Aprender a apreciar la música, a leerla; aprender el lenguaje lógico y bello de la música; aprender a tocar un instrumento musical: todo ello exige esfuerzo y perseverancia, pero va acompañado también de un placer muy humano que compensa y nos llena. Por desgracia, la enseñanza musical es casi inexistente en nuestro sistema educativo. Por desgracia, el aprendizaje activo de la música queda reducido, a menudo, a los que se dedicarán a ella de forma profesional. Pero la música es buena para todos. Ella es fuente de armonía, de ritmos que acompasan la vida, de belleza profunda que nos descubre como seres con interioridad.
Además de la interioridad, la música también nos educa en la comunión, en la relación constructiva con los demás. La música une; es más, sabe acoplar voces diferentes en una armonía superior que manifiesta bellezas nuevas. De nuevo citamos a Pirfano: “En una sociedad tan desencantada como la nuestra, en la que parece que la incomunicación y una especie de hastío general lo dominan todo, la música se revela como uno de los grandes medios para tender puentes, para unir a las personas”.
Educar no es solo adquirir conocimientos –como dicen ahora que se pensaba antes. Pero tampoco es adquirir capacidades para utilizar instrumentos técnicos –como parece que nos proponen ahora todas las reformas nacidas de Bolonia. Educar es crear inquietudes, despertar lo mejor que llevamos dentro para fomentarlo y transformar el mundo de forma creativa. Educar es ayudar a salir al encuentro de la realidad y de los demás. Educar es fomentar la interioridad, la libertad y el amor; es adquirir gusto por la belleza y disfrutar de la contemplación. Educar es aprender a admirarse por lo que otros solo usan.
En el evangelio que este domingo se proclama en nuestras parroquias, Jesús pronuncia un grito en arameo –“¡Effeta!”– que abre los oídos de un sordo y suelta también su lengua para que pueda oír y hablar. “¡Ábrete!” es, posiblemente, la clave de la educación y de la humanización del hombre.

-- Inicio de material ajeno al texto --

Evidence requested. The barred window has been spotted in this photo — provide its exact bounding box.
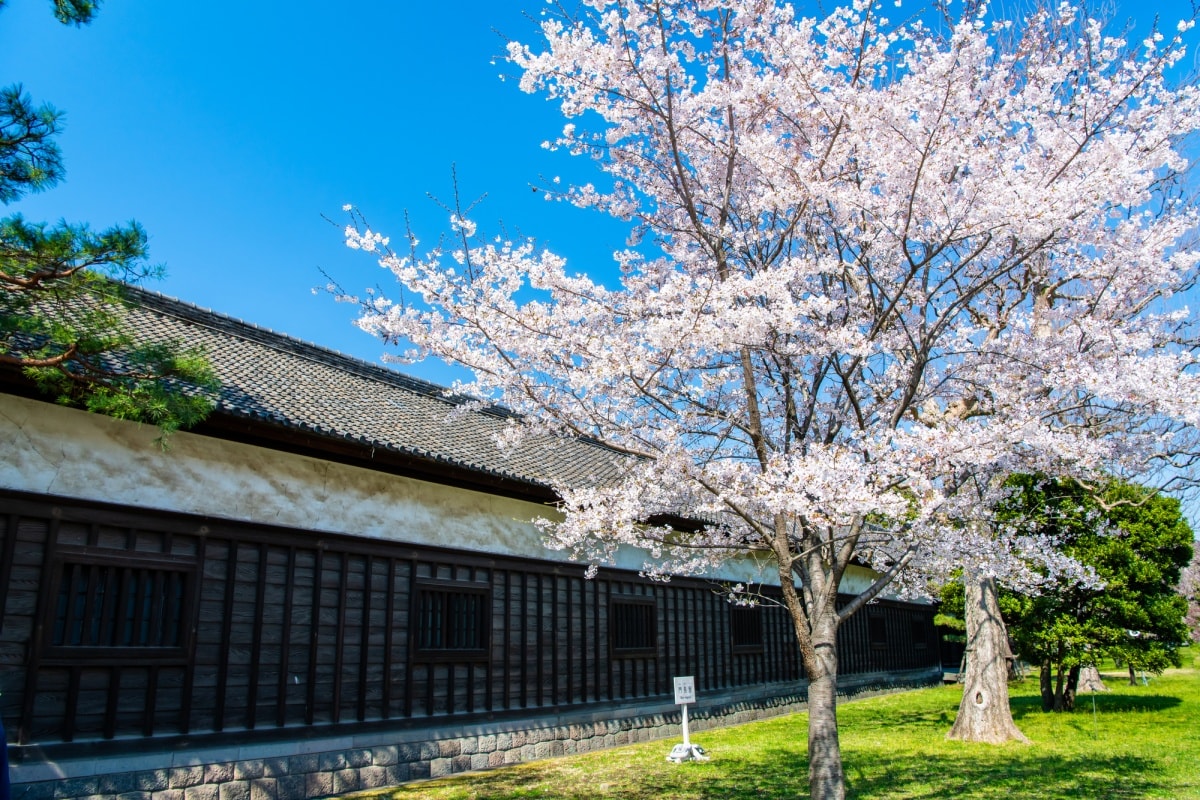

Ante la belleza de lo real, ante las inquietudes del otro, ante nuestros dolores y deseos más profundos, ante el sufrimiento de los pueblos y la vergüenza de las guerras: el hombre debe abrirse para ser él mismo, para escuchar los gemidos que le hacen madurar y le mueven a actuar.
El progreso no se mide solamente por la complejidad de las máquinas y el bienestar efímero que nos reportan; es mucho más importante nuestra capacidad humana de gozar y sufrir con los demás, de salir a su encuentro.
Que tantos libros, cuadernos, pizarras –digitales o no– sirvan, al final, para lo que fueron creados: para educar personas libres abiertas a la belleza y a los demás.